An “extensive” ice sheet must once have existed on ancient Mars, scientists have learned.
NASA’s Jet Propulsion Laboratory has determined that certain volcanoes erupted beneath the ice on Mars far, far away from anywhere an ice sheet currently exists.
The Mars Reconnaissance Orbiter packs a device known as the Compact Reconnaissance Imaging Spectrometer for Mars, active since 2006, which is capable of the high-resolution imaging needed to make a discovery like this. The CRISM searched for what according to NASA are the usual suspects when a volcano erupts from underneath an ice sheet: zeolites, sulfates, and clays. All of which it found in southern Mars’ Sisyphi Montes region, up to 1,000 miles from the southern polar ice cap where you’d expect Mars’ water to be.

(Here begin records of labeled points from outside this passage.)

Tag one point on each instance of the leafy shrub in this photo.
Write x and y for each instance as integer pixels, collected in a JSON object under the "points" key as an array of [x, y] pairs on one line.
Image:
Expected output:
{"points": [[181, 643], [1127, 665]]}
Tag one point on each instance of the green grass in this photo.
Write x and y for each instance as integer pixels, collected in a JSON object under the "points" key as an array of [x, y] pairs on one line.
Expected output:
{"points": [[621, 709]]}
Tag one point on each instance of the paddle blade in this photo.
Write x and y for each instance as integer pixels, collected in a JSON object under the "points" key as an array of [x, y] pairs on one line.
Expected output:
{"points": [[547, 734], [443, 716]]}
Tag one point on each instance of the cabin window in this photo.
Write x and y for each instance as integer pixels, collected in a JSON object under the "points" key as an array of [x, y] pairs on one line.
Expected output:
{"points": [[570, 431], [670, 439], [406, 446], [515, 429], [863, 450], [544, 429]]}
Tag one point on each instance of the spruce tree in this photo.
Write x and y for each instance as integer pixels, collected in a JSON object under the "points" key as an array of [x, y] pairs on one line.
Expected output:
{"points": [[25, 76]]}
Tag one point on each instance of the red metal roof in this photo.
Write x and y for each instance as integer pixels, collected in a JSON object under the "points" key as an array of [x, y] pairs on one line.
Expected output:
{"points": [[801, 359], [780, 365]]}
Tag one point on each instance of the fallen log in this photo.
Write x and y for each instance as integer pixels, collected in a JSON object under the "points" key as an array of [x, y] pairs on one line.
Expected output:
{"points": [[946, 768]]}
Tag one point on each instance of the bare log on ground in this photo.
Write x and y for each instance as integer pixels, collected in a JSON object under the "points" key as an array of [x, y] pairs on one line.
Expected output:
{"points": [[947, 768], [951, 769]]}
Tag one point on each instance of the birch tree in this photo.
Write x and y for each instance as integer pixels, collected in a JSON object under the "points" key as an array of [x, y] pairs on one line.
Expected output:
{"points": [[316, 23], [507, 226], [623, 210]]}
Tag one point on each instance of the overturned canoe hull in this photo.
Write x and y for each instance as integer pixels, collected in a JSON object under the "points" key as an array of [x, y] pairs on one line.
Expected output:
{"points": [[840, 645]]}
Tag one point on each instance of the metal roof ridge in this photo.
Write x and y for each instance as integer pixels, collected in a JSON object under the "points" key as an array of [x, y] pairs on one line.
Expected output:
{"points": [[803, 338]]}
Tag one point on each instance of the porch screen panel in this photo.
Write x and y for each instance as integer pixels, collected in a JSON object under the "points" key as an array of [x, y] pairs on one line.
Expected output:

The more we learn about the configuration of water on Mars — past and present — the closer we get to understanding what microbial life might possibly exist, or have existed, on its surface.

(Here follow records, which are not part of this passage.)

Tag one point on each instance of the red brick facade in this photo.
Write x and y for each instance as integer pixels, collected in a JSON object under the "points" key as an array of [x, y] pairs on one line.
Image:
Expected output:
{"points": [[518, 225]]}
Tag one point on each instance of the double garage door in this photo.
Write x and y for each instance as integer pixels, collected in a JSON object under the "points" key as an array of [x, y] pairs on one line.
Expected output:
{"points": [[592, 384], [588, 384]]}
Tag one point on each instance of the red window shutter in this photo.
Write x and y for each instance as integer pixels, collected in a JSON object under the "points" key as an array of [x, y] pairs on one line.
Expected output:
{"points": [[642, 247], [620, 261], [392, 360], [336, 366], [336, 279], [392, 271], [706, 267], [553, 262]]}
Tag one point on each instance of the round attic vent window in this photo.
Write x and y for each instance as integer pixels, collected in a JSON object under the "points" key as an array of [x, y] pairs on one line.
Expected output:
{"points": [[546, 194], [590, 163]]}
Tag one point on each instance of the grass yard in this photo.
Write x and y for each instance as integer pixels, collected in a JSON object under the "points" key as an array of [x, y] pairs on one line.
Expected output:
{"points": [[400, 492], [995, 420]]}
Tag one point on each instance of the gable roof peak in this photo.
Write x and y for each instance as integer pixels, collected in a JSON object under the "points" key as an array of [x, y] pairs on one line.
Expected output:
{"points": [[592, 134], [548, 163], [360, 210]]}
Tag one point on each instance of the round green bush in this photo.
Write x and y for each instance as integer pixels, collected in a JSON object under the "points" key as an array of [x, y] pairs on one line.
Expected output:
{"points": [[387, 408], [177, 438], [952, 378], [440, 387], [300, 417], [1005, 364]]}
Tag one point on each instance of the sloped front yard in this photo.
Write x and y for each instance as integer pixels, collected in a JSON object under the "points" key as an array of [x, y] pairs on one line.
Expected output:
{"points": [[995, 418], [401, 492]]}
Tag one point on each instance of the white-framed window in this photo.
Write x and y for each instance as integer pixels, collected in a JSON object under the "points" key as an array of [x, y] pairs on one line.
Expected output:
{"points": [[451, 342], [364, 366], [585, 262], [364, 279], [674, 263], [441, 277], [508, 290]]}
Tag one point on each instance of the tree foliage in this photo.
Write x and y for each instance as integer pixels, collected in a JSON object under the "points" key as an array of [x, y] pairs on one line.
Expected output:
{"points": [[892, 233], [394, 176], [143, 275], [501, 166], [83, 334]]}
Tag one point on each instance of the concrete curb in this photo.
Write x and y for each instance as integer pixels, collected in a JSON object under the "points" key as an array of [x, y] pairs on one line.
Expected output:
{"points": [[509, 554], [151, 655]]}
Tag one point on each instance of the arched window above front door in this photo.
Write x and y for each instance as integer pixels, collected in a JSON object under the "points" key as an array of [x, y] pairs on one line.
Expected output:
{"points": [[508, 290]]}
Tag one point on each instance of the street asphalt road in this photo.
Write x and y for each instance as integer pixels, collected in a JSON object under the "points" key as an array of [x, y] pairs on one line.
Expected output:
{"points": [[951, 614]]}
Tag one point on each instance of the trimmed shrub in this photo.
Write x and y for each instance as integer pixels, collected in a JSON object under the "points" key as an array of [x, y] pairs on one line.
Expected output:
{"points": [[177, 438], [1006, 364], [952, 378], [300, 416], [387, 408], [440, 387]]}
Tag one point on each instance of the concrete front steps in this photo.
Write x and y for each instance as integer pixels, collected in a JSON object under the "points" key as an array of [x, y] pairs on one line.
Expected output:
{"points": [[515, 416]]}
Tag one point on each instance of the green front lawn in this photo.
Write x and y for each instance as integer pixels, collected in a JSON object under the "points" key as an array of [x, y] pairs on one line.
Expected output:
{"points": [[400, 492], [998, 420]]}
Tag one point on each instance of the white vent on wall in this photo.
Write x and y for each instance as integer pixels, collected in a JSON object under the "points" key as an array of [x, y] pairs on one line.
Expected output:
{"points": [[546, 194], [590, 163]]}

The idea of water on Mars has captivated us since the early 1970s, when the first possible evidence of water on long-ago Mars trickled in from Mariner 9 and the Viking orbiter. Mars’ polar ice caps are massive, but they’re not entirely water — the larger, northern cap’s permanent bulk (the sizes of the caps change seasonally) is water ice, while the southern cap is thought to be a mixture of water and carbon dioxide.
In 2015, NASA announced the strongest evidence to date that water — actual liquid water, not just ice — flows on Mars today, not just long ago. Like the new discovery of subglacial volcanic eruptions far away from the current ice sheets, this find hinged on analysis of minerals, which often leave striations in the surface and help to date the movement of Mars’ water over time.